The most recent report by Article 19, published this week, confirms what we already know: Half of all attacks against journalists in Mexico are carried out by agents of the state and a system of direct censorship or indirect censorship [exists] through official advertising, privileges, commercial agreements with media houses or excessive media concentration.

But Mexico is also a country of brave journalists, who, in the last few years, have rebelled against this fate of being permanently the pawns in a game that does not have transparent rules. These journalists have gone out to fight for the news, so that the people in Mexico and in the rest of the world know what is taking place in our country.

Because in Mexico it is not only journalists who have been killed, but doctors, teachers, engineers, social campaigners, peasants and human rights defenders, too.

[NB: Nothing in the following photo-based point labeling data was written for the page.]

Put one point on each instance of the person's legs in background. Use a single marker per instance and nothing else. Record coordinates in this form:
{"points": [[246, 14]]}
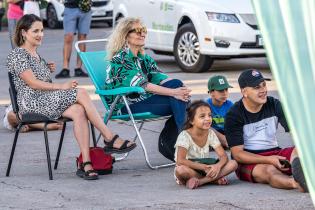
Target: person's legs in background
{"points": [[84, 24], [163, 105], [11, 28]]}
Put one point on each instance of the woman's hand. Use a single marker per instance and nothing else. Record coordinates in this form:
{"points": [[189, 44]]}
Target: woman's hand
{"points": [[213, 171], [52, 66], [69, 85], [182, 93]]}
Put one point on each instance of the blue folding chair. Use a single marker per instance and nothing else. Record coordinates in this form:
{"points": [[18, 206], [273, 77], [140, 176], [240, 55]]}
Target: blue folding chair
{"points": [[95, 63]]}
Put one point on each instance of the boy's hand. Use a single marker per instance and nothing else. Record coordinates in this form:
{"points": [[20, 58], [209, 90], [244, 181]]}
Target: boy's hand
{"points": [[52, 66], [213, 171]]}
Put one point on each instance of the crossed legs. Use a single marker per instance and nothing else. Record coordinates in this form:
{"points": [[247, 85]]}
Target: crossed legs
{"points": [[184, 173], [81, 112]]}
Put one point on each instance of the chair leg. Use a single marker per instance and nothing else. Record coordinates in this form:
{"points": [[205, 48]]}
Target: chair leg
{"points": [[93, 135], [13, 149], [60, 145], [47, 152], [134, 139], [141, 141]]}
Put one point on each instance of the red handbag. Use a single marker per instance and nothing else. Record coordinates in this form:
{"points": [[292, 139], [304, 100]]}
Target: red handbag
{"points": [[101, 162]]}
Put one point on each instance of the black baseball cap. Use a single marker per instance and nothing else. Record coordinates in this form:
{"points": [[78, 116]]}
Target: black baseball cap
{"points": [[218, 82], [251, 78]]}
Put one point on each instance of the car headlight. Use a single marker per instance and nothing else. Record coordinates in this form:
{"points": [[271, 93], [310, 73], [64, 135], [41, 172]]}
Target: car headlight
{"points": [[222, 17]]}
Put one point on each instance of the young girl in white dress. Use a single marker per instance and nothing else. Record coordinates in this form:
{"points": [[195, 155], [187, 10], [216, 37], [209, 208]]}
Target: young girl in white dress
{"points": [[194, 167]]}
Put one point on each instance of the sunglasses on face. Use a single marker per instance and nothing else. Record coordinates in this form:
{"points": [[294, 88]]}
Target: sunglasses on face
{"points": [[139, 31]]}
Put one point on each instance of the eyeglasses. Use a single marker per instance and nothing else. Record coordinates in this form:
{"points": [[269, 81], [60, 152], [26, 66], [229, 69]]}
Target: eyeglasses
{"points": [[139, 31]]}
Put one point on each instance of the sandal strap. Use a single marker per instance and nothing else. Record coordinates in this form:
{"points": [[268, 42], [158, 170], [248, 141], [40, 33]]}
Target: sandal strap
{"points": [[88, 172], [124, 145], [86, 163], [111, 142]]}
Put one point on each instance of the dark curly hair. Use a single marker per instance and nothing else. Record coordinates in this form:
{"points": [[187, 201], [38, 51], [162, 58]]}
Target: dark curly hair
{"points": [[25, 23], [191, 112]]}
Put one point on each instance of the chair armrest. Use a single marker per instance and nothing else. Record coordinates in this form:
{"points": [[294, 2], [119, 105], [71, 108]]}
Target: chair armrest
{"points": [[121, 91]]}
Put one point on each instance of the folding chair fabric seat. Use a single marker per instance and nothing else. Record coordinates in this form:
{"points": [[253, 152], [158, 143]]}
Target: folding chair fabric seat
{"points": [[33, 118]]}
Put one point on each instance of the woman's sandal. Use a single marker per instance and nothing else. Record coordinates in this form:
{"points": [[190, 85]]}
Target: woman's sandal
{"points": [[122, 149], [87, 174]]}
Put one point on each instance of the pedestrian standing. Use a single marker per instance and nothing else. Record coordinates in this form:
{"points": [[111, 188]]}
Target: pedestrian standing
{"points": [[15, 12], [2, 11], [76, 20]]}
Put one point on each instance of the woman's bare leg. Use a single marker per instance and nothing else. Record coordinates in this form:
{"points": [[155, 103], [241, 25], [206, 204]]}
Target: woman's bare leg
{"points": [[92, 114], [50, 127]]}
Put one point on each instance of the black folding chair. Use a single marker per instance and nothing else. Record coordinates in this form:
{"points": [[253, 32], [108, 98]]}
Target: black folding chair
{"points": [[33, 118]]}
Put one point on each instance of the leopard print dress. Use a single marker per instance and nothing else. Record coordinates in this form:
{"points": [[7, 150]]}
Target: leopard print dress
{"points": [[51, 103]]}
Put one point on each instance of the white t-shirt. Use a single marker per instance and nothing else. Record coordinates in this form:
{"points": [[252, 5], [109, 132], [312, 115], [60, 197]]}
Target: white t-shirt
{"points": [[193, 150]]}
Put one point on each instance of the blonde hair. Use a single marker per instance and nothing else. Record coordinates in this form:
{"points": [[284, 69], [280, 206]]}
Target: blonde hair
{"points": [[117, 39]]}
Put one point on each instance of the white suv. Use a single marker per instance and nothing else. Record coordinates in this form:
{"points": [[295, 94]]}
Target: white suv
{"points": [[196, 31], [102, 10]]}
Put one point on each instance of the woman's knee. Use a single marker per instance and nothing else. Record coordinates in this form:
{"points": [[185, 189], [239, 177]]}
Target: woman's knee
{"points": [[182, 171], [233, 165], [174, 83], [77, 111]]}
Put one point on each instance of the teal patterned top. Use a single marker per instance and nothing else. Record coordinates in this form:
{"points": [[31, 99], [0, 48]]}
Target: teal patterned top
{"points": [[127, 70]]}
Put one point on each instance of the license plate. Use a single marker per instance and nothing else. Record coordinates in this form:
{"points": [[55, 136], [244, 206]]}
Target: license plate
{"points": [[98, 12], [259, 40]]}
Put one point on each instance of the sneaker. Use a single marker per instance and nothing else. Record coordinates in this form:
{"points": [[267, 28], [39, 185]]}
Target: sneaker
{"points": [[78, 72], [65, 73]]}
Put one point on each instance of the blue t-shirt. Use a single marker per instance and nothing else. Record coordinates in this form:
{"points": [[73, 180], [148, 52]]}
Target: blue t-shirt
{"points": [[218, 114]]}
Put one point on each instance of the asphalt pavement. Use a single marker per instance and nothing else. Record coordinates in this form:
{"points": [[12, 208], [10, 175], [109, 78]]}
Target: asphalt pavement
{"points": [[132, 185]]}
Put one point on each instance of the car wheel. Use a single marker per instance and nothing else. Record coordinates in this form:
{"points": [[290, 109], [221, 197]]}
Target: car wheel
{"points": [[187, 51], [110, 23], [52, 18]]}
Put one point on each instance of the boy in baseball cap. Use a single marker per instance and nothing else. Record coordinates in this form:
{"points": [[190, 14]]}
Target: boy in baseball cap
{"points": [[218, 89]]}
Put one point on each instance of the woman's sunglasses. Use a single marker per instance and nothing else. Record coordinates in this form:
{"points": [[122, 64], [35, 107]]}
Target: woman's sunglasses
{"points": [[139, 31]]}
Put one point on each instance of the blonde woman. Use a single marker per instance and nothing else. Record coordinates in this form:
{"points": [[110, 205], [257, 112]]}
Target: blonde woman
{"points": [[130, 66]]}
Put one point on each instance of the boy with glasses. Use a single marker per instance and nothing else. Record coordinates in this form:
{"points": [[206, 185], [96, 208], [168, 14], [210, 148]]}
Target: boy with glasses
{"points": [[250, 128], [218, 89]]}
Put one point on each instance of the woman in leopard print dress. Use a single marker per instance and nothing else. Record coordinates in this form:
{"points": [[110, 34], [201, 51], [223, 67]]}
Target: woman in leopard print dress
{"points": [[36, 93]]}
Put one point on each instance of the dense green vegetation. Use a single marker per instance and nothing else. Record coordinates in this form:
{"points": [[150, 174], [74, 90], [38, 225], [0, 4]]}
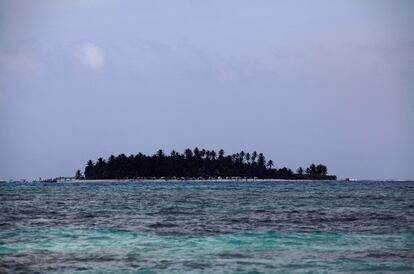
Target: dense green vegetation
{"points": [[196, 164]]}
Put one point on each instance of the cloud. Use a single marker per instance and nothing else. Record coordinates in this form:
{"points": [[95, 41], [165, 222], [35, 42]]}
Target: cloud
{"points": [[90, 56]]}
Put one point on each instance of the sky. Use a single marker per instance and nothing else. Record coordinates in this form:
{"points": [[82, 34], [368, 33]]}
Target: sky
{"points": [[303, 82]]}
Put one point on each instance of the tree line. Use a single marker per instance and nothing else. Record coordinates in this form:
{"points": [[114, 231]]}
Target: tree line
{"points": [[196, 163]]}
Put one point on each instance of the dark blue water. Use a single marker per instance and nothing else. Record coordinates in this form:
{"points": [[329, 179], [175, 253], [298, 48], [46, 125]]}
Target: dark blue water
{"points": [[265, 227]]}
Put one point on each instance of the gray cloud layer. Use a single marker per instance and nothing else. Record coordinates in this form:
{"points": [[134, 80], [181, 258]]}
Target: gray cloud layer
{"points": [[311, 81]]}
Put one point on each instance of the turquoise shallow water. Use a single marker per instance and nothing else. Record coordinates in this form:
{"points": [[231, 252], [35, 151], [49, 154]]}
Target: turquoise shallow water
{"points": [[208, 227]]}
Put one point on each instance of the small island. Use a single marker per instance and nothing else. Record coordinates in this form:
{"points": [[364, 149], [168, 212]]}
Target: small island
{"points": [[196, 164]]}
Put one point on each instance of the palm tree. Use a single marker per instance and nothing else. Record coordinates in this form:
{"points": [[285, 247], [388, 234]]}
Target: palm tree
{"points": [[247, 157], [270, 164], [242, 154], [254, 155]]}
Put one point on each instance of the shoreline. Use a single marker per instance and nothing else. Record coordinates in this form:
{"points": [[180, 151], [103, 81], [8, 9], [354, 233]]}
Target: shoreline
{"points": [[192, 180]]}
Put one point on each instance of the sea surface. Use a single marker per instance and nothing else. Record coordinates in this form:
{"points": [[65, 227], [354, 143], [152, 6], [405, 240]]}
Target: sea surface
{"points": [[204, 227]]}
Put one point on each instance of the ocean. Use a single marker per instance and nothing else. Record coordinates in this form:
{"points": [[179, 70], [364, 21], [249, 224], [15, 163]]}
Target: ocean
{"points": [[205, 227]]}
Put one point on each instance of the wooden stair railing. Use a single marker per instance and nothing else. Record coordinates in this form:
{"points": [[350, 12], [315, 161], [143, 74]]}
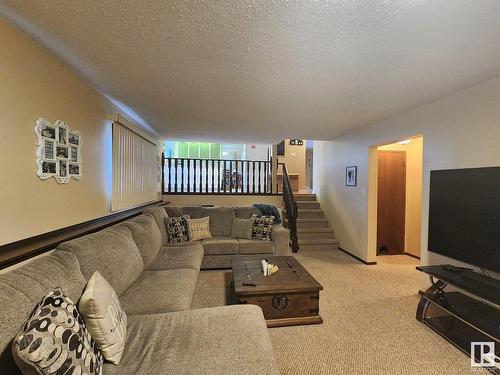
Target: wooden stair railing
{"points": [[291, 210], [216, 176]]}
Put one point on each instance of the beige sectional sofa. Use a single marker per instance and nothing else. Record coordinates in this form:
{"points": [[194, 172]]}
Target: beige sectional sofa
{"points": [[155, 284], [222, 247]]}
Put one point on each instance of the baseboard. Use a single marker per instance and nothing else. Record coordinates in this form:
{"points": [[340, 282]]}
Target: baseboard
{"points": [[412, 255], [358, 258]]}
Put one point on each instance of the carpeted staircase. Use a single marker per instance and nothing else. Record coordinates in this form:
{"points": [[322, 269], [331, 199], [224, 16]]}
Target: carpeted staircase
{"points": [[313, 230]]}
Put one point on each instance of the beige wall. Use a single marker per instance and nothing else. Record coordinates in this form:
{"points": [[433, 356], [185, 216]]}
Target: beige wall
{"points": [[223, 200], [460, 131], [295, 160], [35, 84], [413, 209]]}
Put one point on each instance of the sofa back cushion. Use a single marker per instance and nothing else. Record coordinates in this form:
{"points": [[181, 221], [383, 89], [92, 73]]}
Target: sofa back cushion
{"points": [[112, 252], [159, 214], [22, 289], [246, 212], [221, 220], [146, 236]]}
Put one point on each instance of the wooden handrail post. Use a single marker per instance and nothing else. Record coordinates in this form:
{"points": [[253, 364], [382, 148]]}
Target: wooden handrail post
{"points": [[274, 170]]}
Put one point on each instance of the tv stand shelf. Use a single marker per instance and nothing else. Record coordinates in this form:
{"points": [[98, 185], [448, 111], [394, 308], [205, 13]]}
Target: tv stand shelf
{"points": [[457, 317]]}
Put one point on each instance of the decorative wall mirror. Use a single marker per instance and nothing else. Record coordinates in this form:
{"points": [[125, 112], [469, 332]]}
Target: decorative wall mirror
{"points": [[58, 151]]}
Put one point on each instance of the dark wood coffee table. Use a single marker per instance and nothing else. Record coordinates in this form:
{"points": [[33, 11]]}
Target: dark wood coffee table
{"points": [[287, 297]]}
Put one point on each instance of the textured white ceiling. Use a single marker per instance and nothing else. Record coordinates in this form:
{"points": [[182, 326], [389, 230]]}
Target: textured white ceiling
{"points": [[263, 70]]}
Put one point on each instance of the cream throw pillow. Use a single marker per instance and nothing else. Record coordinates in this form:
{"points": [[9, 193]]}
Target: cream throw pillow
{"points": [[199, 229], [104, 317]]}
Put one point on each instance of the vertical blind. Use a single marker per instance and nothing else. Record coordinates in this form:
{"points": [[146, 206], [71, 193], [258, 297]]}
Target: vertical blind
{"points": [[135, 169]]}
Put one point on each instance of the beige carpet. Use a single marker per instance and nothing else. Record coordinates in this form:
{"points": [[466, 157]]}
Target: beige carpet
{"points": [[369, 321]]}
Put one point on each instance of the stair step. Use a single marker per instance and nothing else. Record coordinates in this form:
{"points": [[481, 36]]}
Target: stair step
{"points": [[308, 205], [304, 197], [318, 241], [313, 213], [310, 233], [318, 247], [310, 223]]}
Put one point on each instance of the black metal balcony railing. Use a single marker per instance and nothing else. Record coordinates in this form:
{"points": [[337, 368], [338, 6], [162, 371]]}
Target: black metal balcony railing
{"points": [[216, 176], [291, 210]]}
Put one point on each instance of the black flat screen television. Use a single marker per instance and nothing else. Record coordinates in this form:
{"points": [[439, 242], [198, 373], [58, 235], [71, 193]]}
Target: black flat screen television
{"points": [[464, 215]]}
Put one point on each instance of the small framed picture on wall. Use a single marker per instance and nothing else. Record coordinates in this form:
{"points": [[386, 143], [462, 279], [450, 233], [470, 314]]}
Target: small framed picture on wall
{"points": [[351, 176]]}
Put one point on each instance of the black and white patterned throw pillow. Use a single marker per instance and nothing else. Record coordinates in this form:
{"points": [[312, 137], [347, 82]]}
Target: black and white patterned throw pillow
{"points": [[177, 228], [55, 340], [262, 227]]}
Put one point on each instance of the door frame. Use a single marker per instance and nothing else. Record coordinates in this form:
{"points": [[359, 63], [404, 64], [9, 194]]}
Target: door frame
{"points": [[372, 195]]}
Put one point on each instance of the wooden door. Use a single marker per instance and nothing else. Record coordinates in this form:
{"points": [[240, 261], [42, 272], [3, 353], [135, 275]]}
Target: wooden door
{"points": [[391, 202]]}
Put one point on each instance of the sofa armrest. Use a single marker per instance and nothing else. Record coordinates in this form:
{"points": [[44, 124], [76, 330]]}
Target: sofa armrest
{"points": [[281, 239]]}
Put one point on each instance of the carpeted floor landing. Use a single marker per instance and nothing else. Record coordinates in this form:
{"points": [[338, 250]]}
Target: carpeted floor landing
{"points": [[369, 321]]}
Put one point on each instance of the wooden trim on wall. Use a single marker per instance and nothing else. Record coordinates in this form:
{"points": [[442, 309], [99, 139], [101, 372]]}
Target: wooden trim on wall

Mexico as a country is an expert in deception. It signs and ratifies all international treaties, but it doesn’t adhere to any of them. It projects a myth of social stability, and claims that in Mexico there were no dictatorships like in the rest of Latin America . One party that ruled for 70 years preserved the image of a democratic state, in spite of the fact that the whole world knew we had an authoritarian and repressive political system.

The democratic wave that arrived from the south led, in 2000, to a transition that gave hope to many. But this transition did not fulfil the smallest of expectations. On the contrary, the new party in power led all Mexicans into a spiral of violence, whose end is not yet in sight.

Fear and death arrived at our doors, at our homes. And without knowing how, without being prepared, we journalists became war correspondents in our own country. First in the line of fire, we fell victims to a strategy that used terror to hide information, to bury it in graves, and dissolve it with acid. It is a strategy whose result has been a bacchanal of death and pain, a strategy that has led to the disappearance of more than 26,000 people and the deaths of over 100,000.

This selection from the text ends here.